A species on the move
Compiled in the year of our Lord MMXXVI
Modern Homo sapiens arose in East Africa some 300,000 years ago. A successful dispersal across the Bab-el-Mandeb strait around 70,000 years ago seeded every non-African population alive today.
Y-chromosome and mitochondrial DNA trace this exodus to a small founder group — perhaps a few thousand individuals — whose descendants reached Australia by 50,000 BP and Europe by 45,000 BP.
During the Last Glacial Maximum, sea levels fell some 120 metres, exposing a thousand-mile-wide isthmus between Siberia and Alaska. Mammoth hunters followed game across this Mammoth Steppe.
Genetic and archaeological evidence (Monte Verde, Cooper's Ferry) now suggests a coastal kelp-highway dispersal as well, reaching the southern cone of Patagonia by ~14,500 BP.
From the Pontic-Caspian steppe — between the Black and Caspian seas — the Yamnaya pastoralists radiated outward with domesticated horses, wheeled wagons, and a proto-language whose daughters now span from Iceland to Bengal.
Ancient DNA reveals a startling demographic turnover: by 2500 BC, Bronze Age Britain's gene pool was overwhelmingly replaced by steppe-derived ancestry within a few centuries.
From a homeland near the Cameroon-Nigeria border, Bantu-speaking farmers carried iron metallurgy, yam and oil-palm cultivation, and a tightly related family of languages across nearly a third of the African continent.
Today some 350 million people speak one of approximately 500 Bantu languages — Swahili, Zulu, Xhosa, Shona, Kikuyu among them.
Of all human migrations, none required greater navigational courage than the Austronesian conquest of the Pacific. Voyaging in double-hulled outrigger canoes, Polynesians read the swells, the stars, and the flight-paths of birds.
From Tonga and Samoa they reached the Marquesas, then Hawaiʻi (~400 AD), Rapa Nui (~900 AD), and finally Aotearoa / New Zealand (~1300 AD) — the last great landmass discovered by humans.
Double-hulled voyaging canoe under the Southern Cross
Over nearly four centuries, an estimated 12.5 million Africans were forcibly embarked aboard European ships bound for the Americas. Some 10.7 million survived the Middle Passage.

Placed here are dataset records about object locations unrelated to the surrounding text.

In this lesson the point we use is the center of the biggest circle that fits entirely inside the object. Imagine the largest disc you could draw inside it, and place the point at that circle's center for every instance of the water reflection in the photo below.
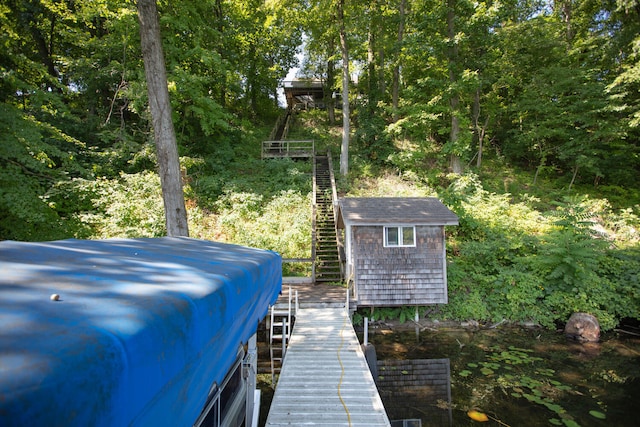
(417, 389)
(516, 376)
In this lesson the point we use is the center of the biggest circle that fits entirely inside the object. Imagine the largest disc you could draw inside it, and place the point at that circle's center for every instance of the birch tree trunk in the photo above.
(395, 89)
(164, 133)
(455, 163)
(344, 152)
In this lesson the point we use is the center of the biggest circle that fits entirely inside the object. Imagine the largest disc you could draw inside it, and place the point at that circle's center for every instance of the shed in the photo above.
(395, 249)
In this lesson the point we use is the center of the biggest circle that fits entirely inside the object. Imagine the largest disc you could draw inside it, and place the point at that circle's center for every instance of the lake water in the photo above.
(514, 376)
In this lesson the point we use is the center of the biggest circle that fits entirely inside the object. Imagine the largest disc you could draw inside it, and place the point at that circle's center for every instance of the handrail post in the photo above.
(313, 221)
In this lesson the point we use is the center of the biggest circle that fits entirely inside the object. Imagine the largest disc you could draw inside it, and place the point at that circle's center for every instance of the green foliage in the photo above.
(511, 262)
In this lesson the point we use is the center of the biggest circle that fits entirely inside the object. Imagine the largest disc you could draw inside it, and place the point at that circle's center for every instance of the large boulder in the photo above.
(583, 327)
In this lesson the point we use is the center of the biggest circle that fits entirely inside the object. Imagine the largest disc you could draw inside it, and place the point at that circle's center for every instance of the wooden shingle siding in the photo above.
(399, 275)
(421, 388)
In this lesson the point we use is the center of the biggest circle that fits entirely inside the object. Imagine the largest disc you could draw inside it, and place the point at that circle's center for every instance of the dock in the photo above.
(325, 379)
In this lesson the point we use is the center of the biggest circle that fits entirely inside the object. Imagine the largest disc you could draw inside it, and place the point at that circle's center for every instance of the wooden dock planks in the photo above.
(325, 380)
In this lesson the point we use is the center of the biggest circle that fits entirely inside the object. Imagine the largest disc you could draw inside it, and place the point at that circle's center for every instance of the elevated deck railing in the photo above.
(292, 149)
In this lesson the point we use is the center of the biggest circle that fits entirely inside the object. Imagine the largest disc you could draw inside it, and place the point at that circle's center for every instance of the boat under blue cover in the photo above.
(141, 331)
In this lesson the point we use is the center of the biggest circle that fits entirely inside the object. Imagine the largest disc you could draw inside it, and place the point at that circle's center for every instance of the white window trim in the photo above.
(401, 243)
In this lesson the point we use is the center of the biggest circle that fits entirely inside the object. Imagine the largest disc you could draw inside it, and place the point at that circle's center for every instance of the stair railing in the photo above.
(313, 222)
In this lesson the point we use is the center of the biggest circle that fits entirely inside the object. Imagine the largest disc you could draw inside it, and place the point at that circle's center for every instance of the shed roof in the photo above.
(142, 328)
(394, 210)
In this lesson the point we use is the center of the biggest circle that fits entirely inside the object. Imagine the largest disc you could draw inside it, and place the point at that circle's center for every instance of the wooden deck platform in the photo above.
(325, 380)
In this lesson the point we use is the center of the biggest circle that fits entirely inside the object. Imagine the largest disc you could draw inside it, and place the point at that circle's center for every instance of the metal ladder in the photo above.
(279, 334)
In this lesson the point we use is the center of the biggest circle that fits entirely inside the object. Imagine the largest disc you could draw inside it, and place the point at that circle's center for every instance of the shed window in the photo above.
(399, 236)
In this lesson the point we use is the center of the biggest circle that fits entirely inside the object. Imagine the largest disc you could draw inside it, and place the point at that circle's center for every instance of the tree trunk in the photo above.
(331, 74)
(455, 163)
(395, 88)
(344, 152)
(164, 133)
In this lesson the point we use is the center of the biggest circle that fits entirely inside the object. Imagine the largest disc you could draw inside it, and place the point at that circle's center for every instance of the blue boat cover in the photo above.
(141, 331)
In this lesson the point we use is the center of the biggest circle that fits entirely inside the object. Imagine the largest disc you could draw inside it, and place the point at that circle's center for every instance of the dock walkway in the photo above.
(325, 379)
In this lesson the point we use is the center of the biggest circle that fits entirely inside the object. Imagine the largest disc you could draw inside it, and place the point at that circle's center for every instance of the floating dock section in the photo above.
(325, 379)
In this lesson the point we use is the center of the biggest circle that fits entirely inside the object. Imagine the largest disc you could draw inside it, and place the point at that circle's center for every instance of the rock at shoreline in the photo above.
(583, 327)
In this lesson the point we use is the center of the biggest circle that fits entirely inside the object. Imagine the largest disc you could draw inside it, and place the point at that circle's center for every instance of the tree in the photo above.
(160, 106)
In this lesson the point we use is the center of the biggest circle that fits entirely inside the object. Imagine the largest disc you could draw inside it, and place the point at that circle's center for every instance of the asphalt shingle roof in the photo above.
(394, 210)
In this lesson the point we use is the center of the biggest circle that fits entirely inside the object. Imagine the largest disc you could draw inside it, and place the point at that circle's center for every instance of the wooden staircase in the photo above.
(327, 266)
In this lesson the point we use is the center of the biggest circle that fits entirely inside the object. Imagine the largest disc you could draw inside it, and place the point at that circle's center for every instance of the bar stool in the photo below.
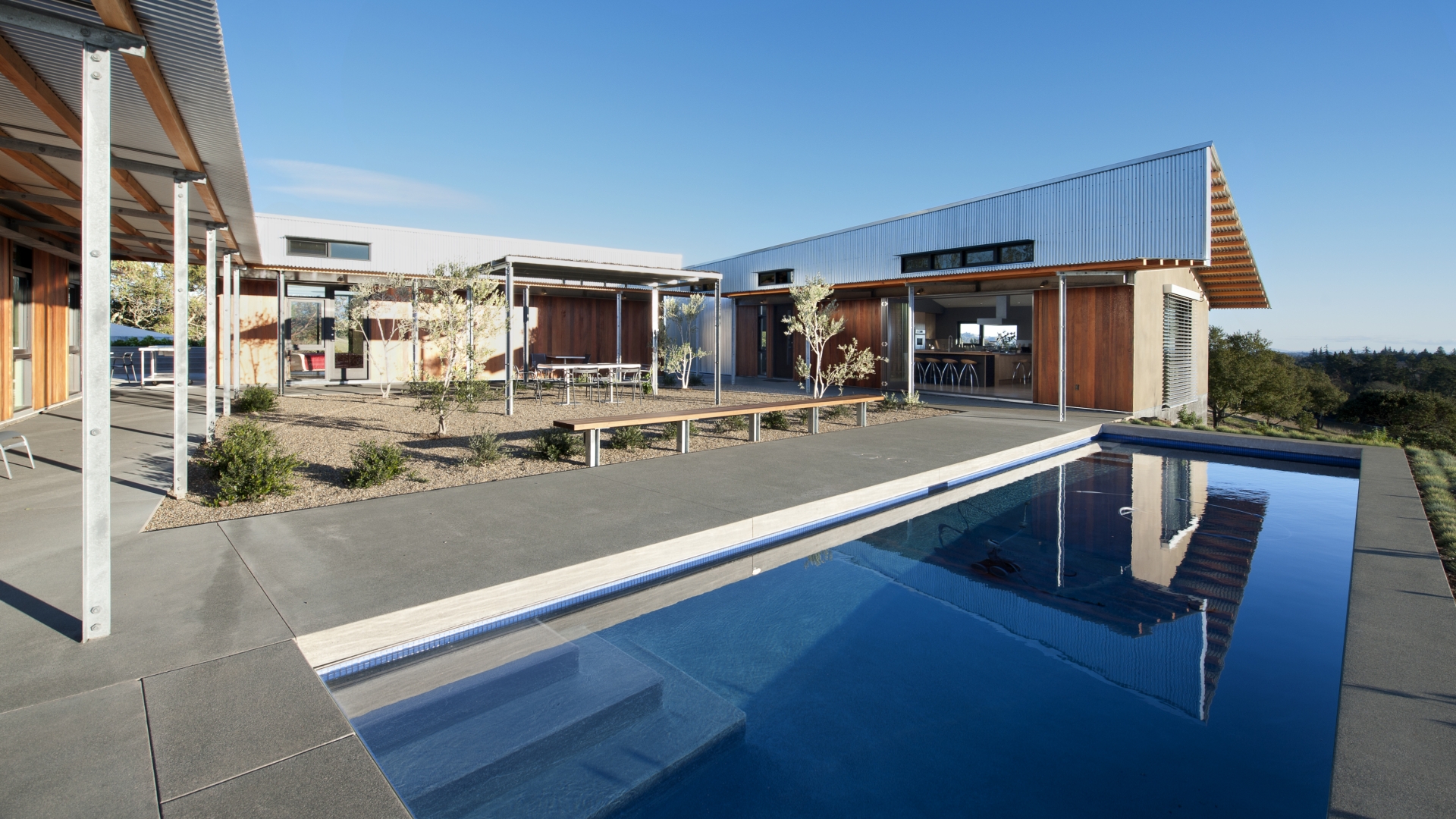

Brazil received roughly 4.9 million; the Caribbean colonies 4 million; Spanish America 1.3 million; and what is now the United States approximately 388,000. The trade reshaped three continents and built the wealth of empires.
Steam, steel, and starvation drove the largest voluntary migration in human history. The Irish Famine, German revolutions of 1848, and Russian pogroms expelled millions; the railroads, factories, and pampas of the New World absorbed them.
The retreating empires of the twentieth century left in their wake some of history's most violent population transfers, as new borders carved through ancient communities.
Approximately 14 million displaced across the Radcliffe Line in the months following partition. Estimates of dead range from several hundred thousand to over a million. Trains arrived at Lahore and Amritsar carrying nothing but the slain.
The Nakba: roughly 700,000 Palestinian Arabs fled or were expelled during the war attending Israel's founding. Their descendants — over five million today — remain registered with UNRWA.
The Bangladesh Liberation War sent some 10 million refugees fleeing into India, the largest single refugee movement of the twentieth century.
Europe's postwar economic miracle ran on imported muscle. West Germany's Gastarbeiter programme, France's recruitment from the Maghreb, and Britain's invitation to the Caribbean and South Asia transformed European demography permanently.
The 2010s broke records for human displacement. By 2024 the UNHCR counted over 120 million forcibly displaced people — more than at any point since the Second World War.
And on the horizon, a new driver: the climate. The World Bank projects up to 216 million internal climate migrants across six world regions by 2050 in a high-emissions scenario.
Money sent home by migrants now exceeds foreign aid manyfold. In 2024 the World Bank recorded over $800 billion in remittance flows to low- and middle-income countries — for many nations, the single largest source of foreign exchange.
Aging societies — Japan, Italy, South Korea, Germany — face shrinking workforces while sub-Saharan Africa adds a billion working-age people by 2050. Migration is the demographic equation's missing variable.
Doctors leave Lagos for London; engineers leave Bengaluru for the Bay Area; nurses leave Manila for everywhere. The wealthy nations import skill at the cost of those who paid to train it.